Robbins clearly thinks equities are the place to be in the medium term. At the end of December, Larry Robbins was most bullish about the following 30 stocks:
|LIFE TECHNOLOGIES CORP||LIFE||-4.2%||491209|
|EXPRESS SCRIPTS INC||ESRX||5.3%||406165|
|FLEXTRONICS INTL LTD||FLEX||-7.3%||259795|
|CVS CAREMARK CORP||CVS||0.3%||257058|
|FIDELITY NATL INFORMATION||FIS||21.1%||248335|
|THERMO FISHER SCIENTIFIC||TMO||0.9%||237422|
|TYCO INTERNATIONAL LTD||TYC||11.9%||225472|
|HEWLETT PACKARD CO||HPQ||-4.0%||173462|
|VIACOM INC NEW||VIA||18.4%||137258|
|BMC SOFTWARE INC||BMC||7.9%||119663|
|URS CORP NEW||URS||9.8%||115272|
|HARTFORD FINL SVCS||HIG||4.4%||95327|
|EXPEDIA INC DEL||EXPE||-10.3%||95213|
|LABORATORY CORP AMER||LH||6.4%||90144|
|PITNEY BOWES INC||PBI||7.6%||85287|
|BAXTER INTL INC||BAX||7.9%||84292|
|MEDCO HEALTH SOLUTIONS||MHS||-7.1%||72575|
|CISCO SYS INC||CSCO||-15.4%||72096|
Robbins’ top 30 picks underperformed the market by 1.5 percentage points so far in 2011. His biggest position, Life Technologies, lost 4.2%. Lee Ainslie’s Maverick Capital also had a $238 Million LIFE position at the end of December. His second biggest position, McKesson, returned 12.9%, doubling the performance of SPY. Lee Ainslie’s Maverick and Andreas Halvorsen’s Viking Global are other hedge funds with MCK holdings.
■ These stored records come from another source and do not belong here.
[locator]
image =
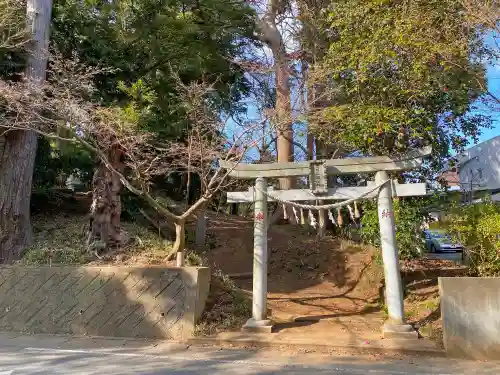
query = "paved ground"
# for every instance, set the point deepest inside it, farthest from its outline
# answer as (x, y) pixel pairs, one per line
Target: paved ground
(61, 355)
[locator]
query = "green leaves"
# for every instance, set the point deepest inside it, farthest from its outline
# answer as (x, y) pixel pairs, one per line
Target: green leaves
(399, 69)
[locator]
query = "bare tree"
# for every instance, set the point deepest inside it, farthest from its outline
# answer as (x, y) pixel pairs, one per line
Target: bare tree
(60, 109)
(18, 149)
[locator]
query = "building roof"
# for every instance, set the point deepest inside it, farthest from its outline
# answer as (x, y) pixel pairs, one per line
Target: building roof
(476, 150)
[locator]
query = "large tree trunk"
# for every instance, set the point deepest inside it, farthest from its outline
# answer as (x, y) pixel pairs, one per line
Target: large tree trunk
(284, 127)
(105, 211)
(17, 155)
(16, 174)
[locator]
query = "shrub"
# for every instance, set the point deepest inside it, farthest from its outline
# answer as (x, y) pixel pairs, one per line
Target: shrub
(477, 227)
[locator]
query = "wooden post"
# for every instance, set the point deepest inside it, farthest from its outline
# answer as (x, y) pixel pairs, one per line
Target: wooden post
(259, 322)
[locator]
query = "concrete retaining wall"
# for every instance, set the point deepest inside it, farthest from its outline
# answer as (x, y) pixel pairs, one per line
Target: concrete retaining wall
(150, 302)
(470, 308)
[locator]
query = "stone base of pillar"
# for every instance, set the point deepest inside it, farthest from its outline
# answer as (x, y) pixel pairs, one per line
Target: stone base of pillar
(399, 331)
(258, 326)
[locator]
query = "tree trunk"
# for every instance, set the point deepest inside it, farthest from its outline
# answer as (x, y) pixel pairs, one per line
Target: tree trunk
(284, 127)
(105, 212)
(17, 154)
(16, 174)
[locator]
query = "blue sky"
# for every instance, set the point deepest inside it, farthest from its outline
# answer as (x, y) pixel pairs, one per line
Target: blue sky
(493, 75)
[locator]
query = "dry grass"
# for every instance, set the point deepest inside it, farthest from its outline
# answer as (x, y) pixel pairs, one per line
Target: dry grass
(60, 239)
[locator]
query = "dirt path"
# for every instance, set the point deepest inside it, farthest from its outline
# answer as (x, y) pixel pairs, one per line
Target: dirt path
(309, 279)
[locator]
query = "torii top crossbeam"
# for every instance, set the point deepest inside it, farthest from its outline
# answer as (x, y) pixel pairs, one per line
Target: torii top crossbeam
(351, 165)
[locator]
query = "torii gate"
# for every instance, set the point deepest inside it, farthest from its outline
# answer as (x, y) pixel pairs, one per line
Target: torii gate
(318, 171)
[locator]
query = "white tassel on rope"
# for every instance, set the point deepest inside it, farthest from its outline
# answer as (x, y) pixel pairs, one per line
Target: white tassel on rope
(331, 218)
(351, 212)
(312, 220)
(296, 215)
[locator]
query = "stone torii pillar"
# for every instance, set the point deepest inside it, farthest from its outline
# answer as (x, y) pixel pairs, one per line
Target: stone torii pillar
(317, 171)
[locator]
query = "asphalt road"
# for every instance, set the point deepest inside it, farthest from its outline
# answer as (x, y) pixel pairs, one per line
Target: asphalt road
(34, 355)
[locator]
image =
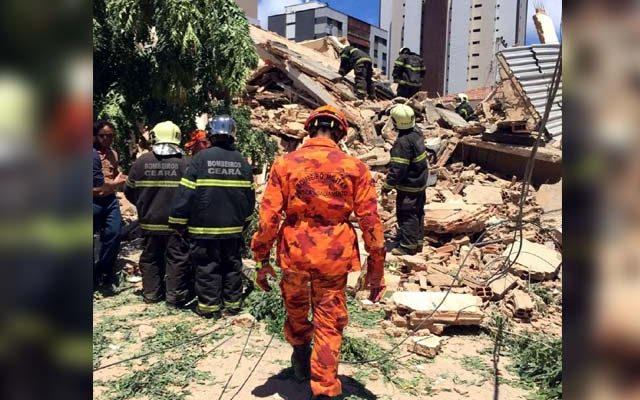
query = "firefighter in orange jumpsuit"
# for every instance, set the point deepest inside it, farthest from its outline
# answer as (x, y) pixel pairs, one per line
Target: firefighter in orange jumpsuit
(318, 187)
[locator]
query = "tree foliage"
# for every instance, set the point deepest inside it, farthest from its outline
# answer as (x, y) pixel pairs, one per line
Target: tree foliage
(167, 59)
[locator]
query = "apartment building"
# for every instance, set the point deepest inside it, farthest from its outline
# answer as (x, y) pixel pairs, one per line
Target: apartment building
(313, 20)
(250, 8)
(461, 37)
(403, 20)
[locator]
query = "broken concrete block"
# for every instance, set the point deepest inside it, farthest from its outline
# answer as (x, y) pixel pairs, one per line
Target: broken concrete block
(428, 346)
(501, 286)
(456, 309)
(243, 320)
(482, 194)
(520, 304)
(438, 279)
(414, 263)
(535, 261)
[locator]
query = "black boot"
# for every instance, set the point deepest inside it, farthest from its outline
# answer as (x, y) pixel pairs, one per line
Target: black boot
(301, 361)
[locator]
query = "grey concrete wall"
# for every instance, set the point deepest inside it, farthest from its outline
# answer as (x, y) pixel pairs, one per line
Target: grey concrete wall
(277, 24)
(458, 46)
(305, 25)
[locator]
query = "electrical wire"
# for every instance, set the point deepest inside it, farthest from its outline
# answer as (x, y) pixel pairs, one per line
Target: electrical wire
(254, 367)
(244, 348)
(173, 346)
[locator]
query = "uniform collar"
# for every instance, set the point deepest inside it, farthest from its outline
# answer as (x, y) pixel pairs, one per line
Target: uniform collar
(320, 141)
(166, 149)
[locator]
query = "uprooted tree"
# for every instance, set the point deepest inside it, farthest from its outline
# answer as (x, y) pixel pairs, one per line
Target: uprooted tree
(158, 60)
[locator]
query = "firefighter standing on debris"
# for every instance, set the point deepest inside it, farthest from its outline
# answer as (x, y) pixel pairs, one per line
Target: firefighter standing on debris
(151, 186)
(408, 72)
(464, 109)
(318, 187)
(356, 59)
(215, 201)
(408, 172)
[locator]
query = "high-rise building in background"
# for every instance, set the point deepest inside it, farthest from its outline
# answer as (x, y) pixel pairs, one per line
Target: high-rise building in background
(403, 20)
(250, 8)
(460, 39)
(313, 20)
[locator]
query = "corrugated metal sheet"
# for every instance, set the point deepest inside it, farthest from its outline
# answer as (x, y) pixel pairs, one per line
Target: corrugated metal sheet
(532, 67)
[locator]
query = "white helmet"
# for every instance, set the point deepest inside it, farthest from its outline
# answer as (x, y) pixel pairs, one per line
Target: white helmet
(462, 98)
Larry Robbins is more cautious over the short term. The Japanese earthquake, the potential withdrawal of stimulus and coming expiration of QE2 is making him a little bit nervous.
This is how he summarizes his short term outlook: “In summary, it is likely that this tragedy has the economic effect of pushing the inflationary challenges out in time, but may exacerbate their magnitude. Additionally, economic disruptions are likely to not only reduce global growth but to pressure 1H 2011 earnings growth, which creates a bit more challenging environment for stock picking in the immediate term. As you would expect, we have modestly reduced gross long and net long exposures within our equity book to compensate for this additional uncertainty, though these changes are more modest than one may expect due to our domestic defensive investment orientation.”